I have been a part of many operations that include the CTD casting, which is a tool used to measure conductivity, temperature, and depth of the water in the ocean, specifically in the oxygen minimum zone (OMZ). This helps us measure the salinity of the water (conductivity), temperature, and depth so we can better understand and analyze the biological processes, such as metabolism, photosynthesis, and respiration that take place in the organisms.

Could you imagine mud underwater?! The Shelf Team, which includes me, uses an ROV to examine the conditions of the organisms on the seafloor, includng one of my favorites, the 
Sebastes saxiola, or Rock Fish. We also have been able to use a miniature CTD to analyze the conditions many of these organisms live in. This is by far the coolest because we're 350 meters underwater!

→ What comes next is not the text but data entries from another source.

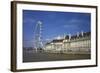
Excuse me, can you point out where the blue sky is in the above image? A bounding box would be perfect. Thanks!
[23,10,91,47]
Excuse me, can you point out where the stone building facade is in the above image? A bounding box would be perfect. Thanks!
[44,32,91,54]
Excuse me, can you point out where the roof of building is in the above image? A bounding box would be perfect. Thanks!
[46,32,91,45]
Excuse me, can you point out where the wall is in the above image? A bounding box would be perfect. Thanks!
[0,0,100,73]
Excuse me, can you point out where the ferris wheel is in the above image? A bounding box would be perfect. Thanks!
[34,21,44,52]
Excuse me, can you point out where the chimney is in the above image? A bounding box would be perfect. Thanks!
[77,32,79,37]
[81,31,84,36]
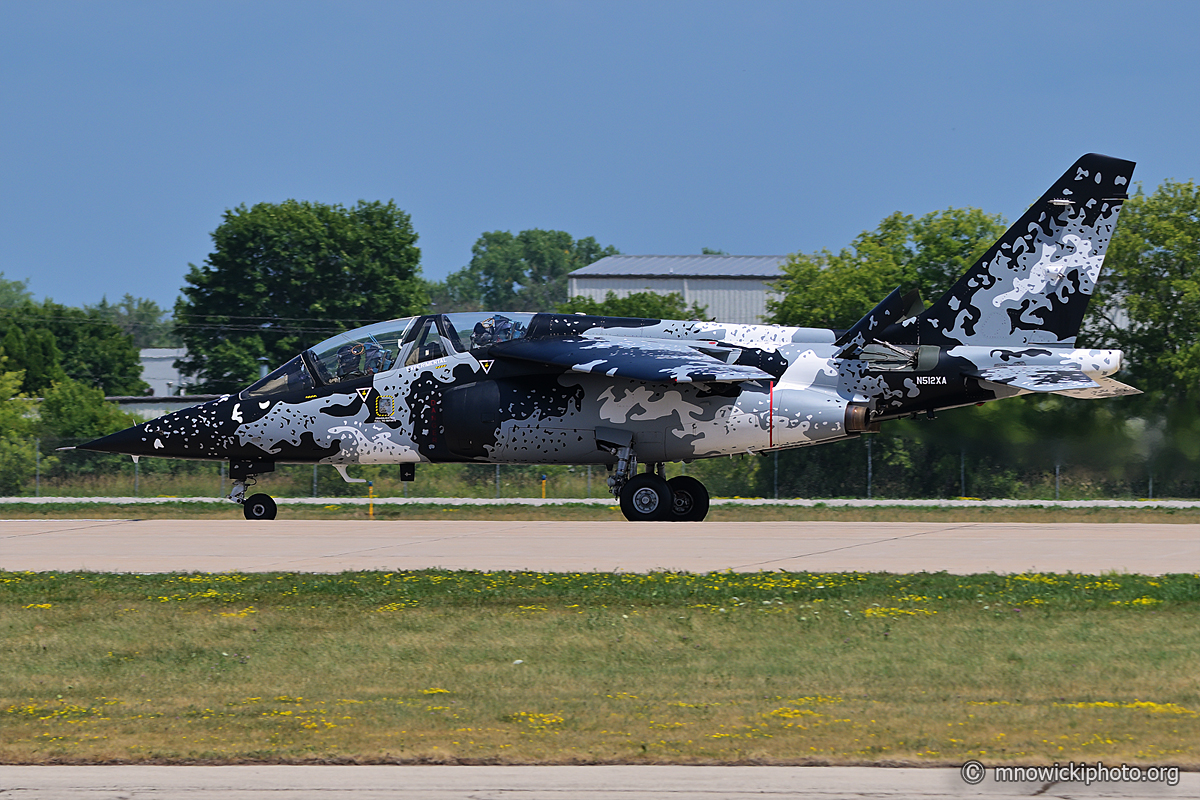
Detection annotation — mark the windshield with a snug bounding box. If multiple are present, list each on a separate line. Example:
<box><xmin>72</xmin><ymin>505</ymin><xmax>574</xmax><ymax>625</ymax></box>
<box><xmin>242</xmin><ymin>355</ymin><xmax>316</xmax><ymax>397</ymax></box>
<box><xmin>307</xmin><ymin>317</ymin><xmax>415</xmax><ymax>384</ymax></box>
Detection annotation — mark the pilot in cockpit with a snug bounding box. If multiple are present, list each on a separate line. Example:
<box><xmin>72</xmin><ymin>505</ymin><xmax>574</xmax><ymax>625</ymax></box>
<box><xmin>337</xmin><ymin>342</ymin><xmax>391</xmax><ymax>380</ymax></box>
<box><xmin>470</xmin><ymin>314</ymin><xmax>521</xmax><ymax>348</ymax></box>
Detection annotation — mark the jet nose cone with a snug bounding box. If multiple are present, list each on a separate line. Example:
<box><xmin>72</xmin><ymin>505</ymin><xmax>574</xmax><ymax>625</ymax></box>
<box><xmin>76</xmin><ymin>425</ymin><xmax>162</xmax><ymax>456</ymax></box>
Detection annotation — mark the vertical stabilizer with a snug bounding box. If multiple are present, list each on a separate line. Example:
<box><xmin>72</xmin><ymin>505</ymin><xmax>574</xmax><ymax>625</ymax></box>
<box><xmin>881</xmin><ymin>154</ymin><xmax>1134</xmax><ymax>347</ymax></box>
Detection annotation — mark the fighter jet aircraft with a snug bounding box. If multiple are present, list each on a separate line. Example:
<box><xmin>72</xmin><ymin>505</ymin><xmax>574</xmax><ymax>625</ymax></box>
<box><xmin>82</xmin><ymin>155</ymin><xmax>1138</xmax><ymax>521</ymax></box>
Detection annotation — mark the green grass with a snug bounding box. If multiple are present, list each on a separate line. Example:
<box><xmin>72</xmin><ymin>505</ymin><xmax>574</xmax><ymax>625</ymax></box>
<box><xmin>0</xmin><ymin>571</ymin><xmax>1200</xmax><ymax>765</ymax></box>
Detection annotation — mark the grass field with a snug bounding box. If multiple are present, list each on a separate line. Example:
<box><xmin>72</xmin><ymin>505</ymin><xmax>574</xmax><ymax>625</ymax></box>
<box><xmin>7</xmin><ymin>500</ymin><xmax>1200</xmax><ymax>524</ymax></box>
<box><xmin>0</xmin><ymin>571</ymin><xmax>1200</xmax><ymax>765</ymax></box>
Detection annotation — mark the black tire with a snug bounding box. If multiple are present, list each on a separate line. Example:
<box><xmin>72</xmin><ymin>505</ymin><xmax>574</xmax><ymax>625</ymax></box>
<box><xmin>241</xmin><ymin>494</ymin><xmax>278</xmax><ymax>519</ymax></box>
<box><xmin>667</xmin><ymin>475</ymin><xmax>708</xmax><ymax>522</ymax></box>
<box><xmin>620</xmin><ymin>473</ymin><xmax>671</xmax><ymax>522</ymax></box>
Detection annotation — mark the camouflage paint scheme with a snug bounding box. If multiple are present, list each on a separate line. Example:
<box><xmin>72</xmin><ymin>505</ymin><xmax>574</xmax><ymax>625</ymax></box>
<box><xmin>85</xmin><ymin>155</ymin><xmax>1136</xmax><ymax>506</ymax></box>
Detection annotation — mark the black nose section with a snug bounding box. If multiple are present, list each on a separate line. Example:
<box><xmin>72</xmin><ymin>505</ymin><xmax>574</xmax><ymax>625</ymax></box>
<box><xmin>78</xmin><ymin>397</ymin><xmax>241</xmax><ymax>458</ymax></box>
<box><xmin>76</xmin><ymin>423</ymin><xmax>164</xmax><ymax>456</ymax></box>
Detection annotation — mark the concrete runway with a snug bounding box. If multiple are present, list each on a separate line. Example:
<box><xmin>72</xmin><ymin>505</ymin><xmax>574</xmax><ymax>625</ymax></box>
<box><xmin>0</xmin><ymin>519</ymin><xmax>1200</xmax><ymax>800</ymax></box>
<box><xmin>0</xmin><ymin>519</ymin><xmax>1200</xmax><ymax>575</ymax></box>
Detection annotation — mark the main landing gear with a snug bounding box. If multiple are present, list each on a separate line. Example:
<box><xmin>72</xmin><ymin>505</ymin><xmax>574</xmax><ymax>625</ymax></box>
<box><xmin>229</xmin><ymin>461</ymin><xmax>278</xmax><ymax>519</ymax></box>
<box><xmin>608</xmin><ymin>447</ymin><xmax>708</xmax><ymax>522</ymax></box>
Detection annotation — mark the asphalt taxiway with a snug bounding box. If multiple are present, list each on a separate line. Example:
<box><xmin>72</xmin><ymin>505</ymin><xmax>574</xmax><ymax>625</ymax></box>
<box><xmin>0</xmin><ymin>519</ymin><xmax>1200</xmax><ymax>575</ymax></box>
<box><xmin>0</xmin><ymin>519</ymin><xmax>1200</xmax><ymax>800</ymax></box>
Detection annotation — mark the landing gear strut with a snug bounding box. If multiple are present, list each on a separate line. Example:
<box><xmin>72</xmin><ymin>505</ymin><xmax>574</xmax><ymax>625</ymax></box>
<box><xmin>608</xmin><ymin>445</ymin><xmax>708</xmax><ymax>522</ymax></box>
<box><xmin>229</xmin><ymin>461</ymin><xmax>278</xmax><ymax>519</ymax></box>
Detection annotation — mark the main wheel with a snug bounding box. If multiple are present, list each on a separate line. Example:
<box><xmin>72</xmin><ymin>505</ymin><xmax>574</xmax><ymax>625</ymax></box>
<box><xmin>667</xmin><ymin>475</ymin><xmax>708</xmax><ymax>522</ymax></box>
<box><xmin>241</xmin><ymin>494</ymin><xmax>278</xmax><ymax>519</ymax></box>
<box><xmin>620</xmin><ymin>473</ymin><xmax>671</xmax><ymax>522</ymax></box>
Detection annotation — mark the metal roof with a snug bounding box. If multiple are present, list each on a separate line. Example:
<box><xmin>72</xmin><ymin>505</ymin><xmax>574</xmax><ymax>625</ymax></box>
<box><xmin>569</xmin><ymin>255</ymin><xmax>787</xmax><ymax>278</ymax></box>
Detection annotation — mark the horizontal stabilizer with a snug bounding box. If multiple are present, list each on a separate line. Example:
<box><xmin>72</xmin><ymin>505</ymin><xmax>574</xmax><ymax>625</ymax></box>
<box><xmin>834</xmin><ymin>287</ymin><xmax>925</xmax><ymax>359</ymax></box>
<box><xmin>1055</xmin><ymin>378</ymin><xmax>1141</xmax><ymax>399</ymax></box>
<box><xmin>973</xmin><ymin>366</ymin><xmax>1141</xmax><ymax>399</ymax></box>
<box><xmin>491</xmin><ymin>337</ymin><xmax>774</xmax><ymax>384</ymax></box>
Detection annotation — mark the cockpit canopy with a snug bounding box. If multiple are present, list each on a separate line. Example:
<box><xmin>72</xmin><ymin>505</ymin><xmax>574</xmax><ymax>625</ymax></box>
<box><xmin>242</xmin><ymin>312</ymin><xmax>533</xmax><ymax>398</ymax></box>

Photo: Jesse and fellow student scientists and volunteers learn the ropes from a
research technician in preparation for retrieval of the CTD.


And if you thought I was done then you’re absolutely wrong! Scripps graduate student Kirk Sato is leading a really “mini” project analyzing, filtering, and looking at bacteria in the ocean. When I say “mini” I mean microscopic, just on a bigger scale. Kirk is curious to know what bacteria live at certain depths in the ocean. These bacteria make up the organisms that inhabit the ocean and matter to their biological processes. I have been working on Kirk's team as well.

There is plenty to do on the San Diego Coastal Expedition aboard R/V Melville, and I am glad I am able to learn on-the-spot and in-the-trenches. Oh wait, I've got to go. ROV time! I’ll tell you more later.